Craig Aronoff and John Ward, two nationally recognized experts on family owned business management, offer the following simple but very important advice to family business owners when establishing compensation policies: "Pay family members what the job is worth. If you want to otherwise enhance their standard of living or reduce your estate taxes, do it through gifting--preferably through private gifts outside the business."
Their point is that pay involves not only money, it also conveys a message. In order to keep the message clear, I suggest thinking of family remuneration in five parts:
1. A salary or wage for the job based on its market value, i.e., not paying everyone the same.
2. Performance bonuses for meeting certain predetermined objectives.
3. Profit distributions based on company profitability.
4. Capital distributions (dividends) based on percent ownership.
5. Parental gifts for estate planning and expressions of love for family members.
In special circumstances, such as a home purchase or major medical problem, owners may want to take draws against their capital account. However, unless the draw is handled separately as an interest-bearing loan, their ownership percentage would be proportionately reduced. I believe the interest-bearing loan collateralized by ownership interest is viewed as fairer and more transparent, even if the loan has an undefined principal retirement timetable.
Parents invite trouble whenever their motives are unclear. Some parents underpay children in order to convey a parental lesson or to control their lifestyle. Others overpay them in order to buy their dependency, to provide for their grandchildren or to allow a spouse to stay at home. By not recognizing or admitting their intent, parents can create an ambiguous pay rationale. Furthermore, as compensation levels become less justifiable and more arbitrary, pressures increase to keep information secret from other family members and employees. The results will almost always be detrimental to the business in the long run because values and trust are compromised.
There are three fundamental principles to keep in mind when considering compensation for family members.
1. Separate reasoning and actions into three categories: What is appropriate as an employee, as an owner, as a family member.
2. Make sure communications and expectations are unequivocally clear.
3. Minimize the resentment than can occur between family members (owners) who work inside and outside the business. If your farm is a stock that never pays investors a dividend -- even after the best year in the last 100 -- those without an emotional attachment will question their long-term ownership. Gerald Le Van, a family business adviser, often referred to this as the "parasites and plunderers" issue.

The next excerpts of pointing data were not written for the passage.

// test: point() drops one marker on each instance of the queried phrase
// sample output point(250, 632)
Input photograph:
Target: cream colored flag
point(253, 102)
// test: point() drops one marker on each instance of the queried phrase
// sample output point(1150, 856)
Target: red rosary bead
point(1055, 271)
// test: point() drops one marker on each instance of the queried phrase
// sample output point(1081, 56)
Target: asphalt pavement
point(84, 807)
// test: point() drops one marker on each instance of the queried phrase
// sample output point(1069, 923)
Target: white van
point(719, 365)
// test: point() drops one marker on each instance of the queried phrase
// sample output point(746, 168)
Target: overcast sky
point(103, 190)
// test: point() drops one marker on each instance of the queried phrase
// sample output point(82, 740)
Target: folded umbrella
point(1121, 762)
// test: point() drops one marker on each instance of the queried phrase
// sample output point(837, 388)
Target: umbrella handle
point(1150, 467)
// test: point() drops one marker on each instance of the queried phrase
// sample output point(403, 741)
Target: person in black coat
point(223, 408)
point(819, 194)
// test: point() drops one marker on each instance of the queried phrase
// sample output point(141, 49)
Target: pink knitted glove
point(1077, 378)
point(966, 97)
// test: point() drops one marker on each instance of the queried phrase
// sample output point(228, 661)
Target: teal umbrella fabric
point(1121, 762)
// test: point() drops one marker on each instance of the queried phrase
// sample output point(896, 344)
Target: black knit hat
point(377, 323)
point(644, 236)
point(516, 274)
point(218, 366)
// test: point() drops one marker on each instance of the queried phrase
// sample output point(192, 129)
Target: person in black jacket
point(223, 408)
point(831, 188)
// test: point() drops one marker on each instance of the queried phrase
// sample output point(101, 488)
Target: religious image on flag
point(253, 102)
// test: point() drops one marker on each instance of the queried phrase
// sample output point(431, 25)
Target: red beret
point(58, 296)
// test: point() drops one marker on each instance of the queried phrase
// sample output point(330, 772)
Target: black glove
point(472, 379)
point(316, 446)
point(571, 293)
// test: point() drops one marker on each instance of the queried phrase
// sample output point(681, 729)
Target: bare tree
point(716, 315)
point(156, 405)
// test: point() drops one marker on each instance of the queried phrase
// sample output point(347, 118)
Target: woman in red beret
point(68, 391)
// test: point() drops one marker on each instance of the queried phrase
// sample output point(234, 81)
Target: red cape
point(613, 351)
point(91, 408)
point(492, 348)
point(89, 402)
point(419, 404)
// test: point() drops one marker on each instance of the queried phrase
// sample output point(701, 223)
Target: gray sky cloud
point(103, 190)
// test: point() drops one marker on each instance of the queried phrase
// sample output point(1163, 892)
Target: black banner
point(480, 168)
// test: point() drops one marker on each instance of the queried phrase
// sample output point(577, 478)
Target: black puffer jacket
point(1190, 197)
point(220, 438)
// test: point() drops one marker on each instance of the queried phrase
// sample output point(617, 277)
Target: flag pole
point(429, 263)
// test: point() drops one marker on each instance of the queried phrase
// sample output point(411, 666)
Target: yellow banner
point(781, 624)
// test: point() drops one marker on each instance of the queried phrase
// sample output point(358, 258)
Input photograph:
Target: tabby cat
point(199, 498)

Le Van is a little over the top, but what he means is that operators inside the business view investors/outsiders as parasites draining capital that could be used to grow the value of the company. Outsiders see the day-to-day managers as plunderers using equity to reward themselves and their personal lifetstyle, without necessarily building company value.
What I notice is too many farm families overuse the concept of sweat equity and defer rewards until a senior partner's death or retirement.
Unless handled properly within an estate plan, the underpaid manager is likely to receive exactly the same compensation as those who didn't contribute to building the farm's value. Sweat equity only makes sense if you defer your own wealth, not enhance something all the other heirs will share.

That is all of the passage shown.